Industry analysts said the troubles would prompt many companies to reconsider relying on remote computers beyond their control. And while discussions surrounding that might happen in the next several weeks, in the long-term cloud computing will continue and thrive and evolve into what most industry experts and others already know it to be – a necessary and valued component of doing any kind of business or having any sort of web presence on the Internet. The truth is, every day many more companies around the globe experience ‘outages’ that take their services and sometimes web site down for hours. Added all together, they add up for far more lost time, money and engineering resources that Amazon’s interruption last week.
This round, the companies that were hit hardest by the Amazon interruption were start-ups who are focused on moving fast in pursuit of growth, and who are less likely to pay for extensive backup and recovery services or secondary redundancy in another data center (or Amazon’s redundant cloud architecture).

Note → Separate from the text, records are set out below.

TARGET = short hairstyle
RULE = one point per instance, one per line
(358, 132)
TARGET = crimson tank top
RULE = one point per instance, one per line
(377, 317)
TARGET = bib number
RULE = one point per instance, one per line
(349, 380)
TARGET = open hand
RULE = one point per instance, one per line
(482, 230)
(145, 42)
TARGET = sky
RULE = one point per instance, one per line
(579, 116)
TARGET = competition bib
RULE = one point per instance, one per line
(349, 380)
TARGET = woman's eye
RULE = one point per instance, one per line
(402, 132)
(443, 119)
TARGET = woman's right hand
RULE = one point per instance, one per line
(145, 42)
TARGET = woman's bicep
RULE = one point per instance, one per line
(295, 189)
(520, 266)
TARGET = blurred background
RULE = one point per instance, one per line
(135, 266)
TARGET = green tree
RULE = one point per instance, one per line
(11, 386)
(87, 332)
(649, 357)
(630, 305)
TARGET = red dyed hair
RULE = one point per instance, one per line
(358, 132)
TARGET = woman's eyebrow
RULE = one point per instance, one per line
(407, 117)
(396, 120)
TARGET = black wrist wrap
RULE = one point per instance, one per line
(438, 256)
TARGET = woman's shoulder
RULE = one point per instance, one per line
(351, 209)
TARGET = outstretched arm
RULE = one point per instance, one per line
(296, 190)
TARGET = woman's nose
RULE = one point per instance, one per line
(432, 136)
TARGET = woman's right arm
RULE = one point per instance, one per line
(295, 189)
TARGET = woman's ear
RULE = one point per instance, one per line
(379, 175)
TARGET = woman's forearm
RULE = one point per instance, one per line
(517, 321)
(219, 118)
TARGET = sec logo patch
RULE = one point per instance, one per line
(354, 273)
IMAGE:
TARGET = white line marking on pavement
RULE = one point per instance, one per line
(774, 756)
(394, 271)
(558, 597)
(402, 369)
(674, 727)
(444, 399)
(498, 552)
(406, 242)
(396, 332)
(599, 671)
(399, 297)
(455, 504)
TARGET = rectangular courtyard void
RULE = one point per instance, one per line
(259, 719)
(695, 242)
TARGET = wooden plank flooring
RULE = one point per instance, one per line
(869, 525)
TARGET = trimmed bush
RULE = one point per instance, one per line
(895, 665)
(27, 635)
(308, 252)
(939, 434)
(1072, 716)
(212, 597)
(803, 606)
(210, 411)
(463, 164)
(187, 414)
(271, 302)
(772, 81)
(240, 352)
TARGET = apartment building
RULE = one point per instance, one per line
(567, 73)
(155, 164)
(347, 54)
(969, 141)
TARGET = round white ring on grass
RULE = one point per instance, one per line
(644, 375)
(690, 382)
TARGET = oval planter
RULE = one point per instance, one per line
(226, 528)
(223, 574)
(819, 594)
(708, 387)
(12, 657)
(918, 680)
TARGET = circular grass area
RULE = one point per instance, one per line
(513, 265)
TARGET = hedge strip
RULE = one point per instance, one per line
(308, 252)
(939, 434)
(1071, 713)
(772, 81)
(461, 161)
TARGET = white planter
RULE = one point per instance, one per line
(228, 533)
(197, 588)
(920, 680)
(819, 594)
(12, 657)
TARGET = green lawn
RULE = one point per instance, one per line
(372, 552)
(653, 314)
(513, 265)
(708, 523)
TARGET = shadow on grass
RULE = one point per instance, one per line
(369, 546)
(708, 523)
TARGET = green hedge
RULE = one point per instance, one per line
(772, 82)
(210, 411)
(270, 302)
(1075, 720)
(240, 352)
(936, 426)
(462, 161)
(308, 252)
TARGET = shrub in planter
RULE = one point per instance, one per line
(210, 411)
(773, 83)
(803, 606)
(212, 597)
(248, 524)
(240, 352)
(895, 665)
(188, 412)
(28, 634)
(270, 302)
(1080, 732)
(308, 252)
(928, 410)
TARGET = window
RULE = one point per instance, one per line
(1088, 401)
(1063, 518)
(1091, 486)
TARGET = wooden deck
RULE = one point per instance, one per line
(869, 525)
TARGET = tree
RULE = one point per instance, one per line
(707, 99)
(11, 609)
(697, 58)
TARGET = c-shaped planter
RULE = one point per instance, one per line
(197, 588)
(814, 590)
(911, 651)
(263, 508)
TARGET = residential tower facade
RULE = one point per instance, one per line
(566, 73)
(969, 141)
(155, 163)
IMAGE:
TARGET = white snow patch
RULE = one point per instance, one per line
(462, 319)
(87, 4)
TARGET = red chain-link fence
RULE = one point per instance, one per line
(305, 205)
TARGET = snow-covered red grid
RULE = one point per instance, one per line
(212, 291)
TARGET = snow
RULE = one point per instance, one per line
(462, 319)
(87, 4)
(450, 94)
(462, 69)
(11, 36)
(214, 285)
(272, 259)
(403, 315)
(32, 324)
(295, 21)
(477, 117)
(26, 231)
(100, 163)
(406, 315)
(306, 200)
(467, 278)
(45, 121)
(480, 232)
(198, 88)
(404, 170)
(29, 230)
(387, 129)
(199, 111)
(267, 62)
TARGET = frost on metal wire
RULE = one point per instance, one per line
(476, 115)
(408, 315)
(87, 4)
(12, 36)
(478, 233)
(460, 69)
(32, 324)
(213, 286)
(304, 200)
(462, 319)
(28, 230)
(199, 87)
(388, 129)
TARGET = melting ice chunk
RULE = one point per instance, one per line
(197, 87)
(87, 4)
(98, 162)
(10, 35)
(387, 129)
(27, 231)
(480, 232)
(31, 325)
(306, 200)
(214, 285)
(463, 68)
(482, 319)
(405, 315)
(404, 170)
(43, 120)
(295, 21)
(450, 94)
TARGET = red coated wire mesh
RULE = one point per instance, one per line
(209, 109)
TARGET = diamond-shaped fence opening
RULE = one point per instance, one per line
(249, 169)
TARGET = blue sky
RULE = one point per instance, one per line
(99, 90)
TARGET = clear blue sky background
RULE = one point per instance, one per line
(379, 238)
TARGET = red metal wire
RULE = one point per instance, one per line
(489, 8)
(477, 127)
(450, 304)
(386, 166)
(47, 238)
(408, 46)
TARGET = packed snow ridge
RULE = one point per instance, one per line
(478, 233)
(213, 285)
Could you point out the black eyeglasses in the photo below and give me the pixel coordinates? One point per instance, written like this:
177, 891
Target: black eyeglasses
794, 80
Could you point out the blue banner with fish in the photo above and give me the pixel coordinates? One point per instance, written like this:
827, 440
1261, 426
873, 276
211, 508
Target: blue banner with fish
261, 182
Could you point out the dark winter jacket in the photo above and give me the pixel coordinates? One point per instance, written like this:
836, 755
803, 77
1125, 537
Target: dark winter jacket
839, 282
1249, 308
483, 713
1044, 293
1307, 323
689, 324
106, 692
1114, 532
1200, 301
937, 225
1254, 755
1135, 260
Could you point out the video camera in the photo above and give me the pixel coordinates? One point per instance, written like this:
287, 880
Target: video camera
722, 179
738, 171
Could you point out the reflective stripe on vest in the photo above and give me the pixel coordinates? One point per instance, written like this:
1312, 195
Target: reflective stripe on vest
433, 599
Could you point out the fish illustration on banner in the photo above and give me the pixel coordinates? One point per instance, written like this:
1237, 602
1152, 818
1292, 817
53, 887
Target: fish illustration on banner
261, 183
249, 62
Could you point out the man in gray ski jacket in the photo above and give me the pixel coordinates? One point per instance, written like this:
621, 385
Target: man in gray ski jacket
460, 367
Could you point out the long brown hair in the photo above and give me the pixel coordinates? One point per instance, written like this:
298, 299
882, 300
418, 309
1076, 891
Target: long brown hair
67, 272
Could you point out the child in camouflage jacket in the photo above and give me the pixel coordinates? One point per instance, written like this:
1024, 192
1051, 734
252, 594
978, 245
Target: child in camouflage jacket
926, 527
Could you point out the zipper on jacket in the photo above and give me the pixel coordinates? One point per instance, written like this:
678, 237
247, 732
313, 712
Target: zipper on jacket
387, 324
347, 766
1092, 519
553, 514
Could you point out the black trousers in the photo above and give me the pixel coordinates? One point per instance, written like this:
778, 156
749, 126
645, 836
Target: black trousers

One of the things that most people are not aware of is that Amazon has an SLA (service level agreement) which is one of the weakest cloud compute SLA of any competing public cloud compute services, even though its uptime is actually very good. Most providers offer 99.99% or better, with many offering 100%, evaluated monthly, with service credit capping at 100% of that monthly bill. Amazon offers 99.95%, evaluated yearly, capping at 10% of that bill, and requires that at least two availability zones within a region be unavailable. Therefore, companies MUST take this into consideration when choosing a vendor as how it relates to what they do on the internet. Taking a secondary, back-up approach can close some of those holes, but it can get mighty expensive. Amazon’s EC2 pricing overall reflects this type of SLA and the ‘human’ support is not included — because of this aspect it can give a 10% to 20% uplift to the price, and it is geared primarily toward the very technically knowledgeable. Amazon is a cloud IaaS-focused (infrastructure-as-a-service) vendor with a very pure vision of highly automated, inexpensive, commodity infrastructure, bought without any commitment to a contract. Amazon is a thought leader; it is extraordinarily innovative, exceptionally agile and very responsive to the market.
That being said, the recent Verizon acquisition of Terremark should put most Tier 1 vendors on their toes including Amazon. Terremark offers colocation, managed hosting (including utility hosting on its Infinistructure platform), developer-centric public cloud IaaS (vCloud Express) and enterprise-class cloud IaaS (Enterprise Cloud). It is a close VMware partner (VMware is one of its investors), and is generally first to market with VMware-based solutions. It is a certified vCloud Datacenter provider. Some of Terremark’s perceived weak spots can and should now be addressed by the merger between the 2 service offerings, in particular the added personnel to better deliver on customer service and satisfaction (stretched thin’ has been the compliant). Now that it has a substantially bigger war chest from its parent Verizon and Verizon’s exceptional network worldwide (remember Uunet), it can take on and adapt more bleeding edge technologies, which it has done in the past, but has not been able to do so most recently.
Combinations like this will likely increase in this space over time as other vendors realize that 2 can be better than one. The devil is always in the details and the trick here is for company cultures to be merged efficiently with a clear and concise plan laid out for both sets of employees. The last thing you need are internal employees to wonder who is going to be replying to the same RFP (request for proposal) to any particular vendor moving forward. Strong, well thought out details by upper management should avoid these pitfalls for the most part, however, it can be pretty tricky to implement.
Long story short – I’d still bet heavily on the long-term success of this business. It’s a smart, cost efficient and labor efficient business model needed for most start-ups, mid-size and Enterprise clients. The days of sending your IT guys into a cage to update the companies software with numerous discs and software patches hoping that it doesn’t disrupt the companies servers should be long gone.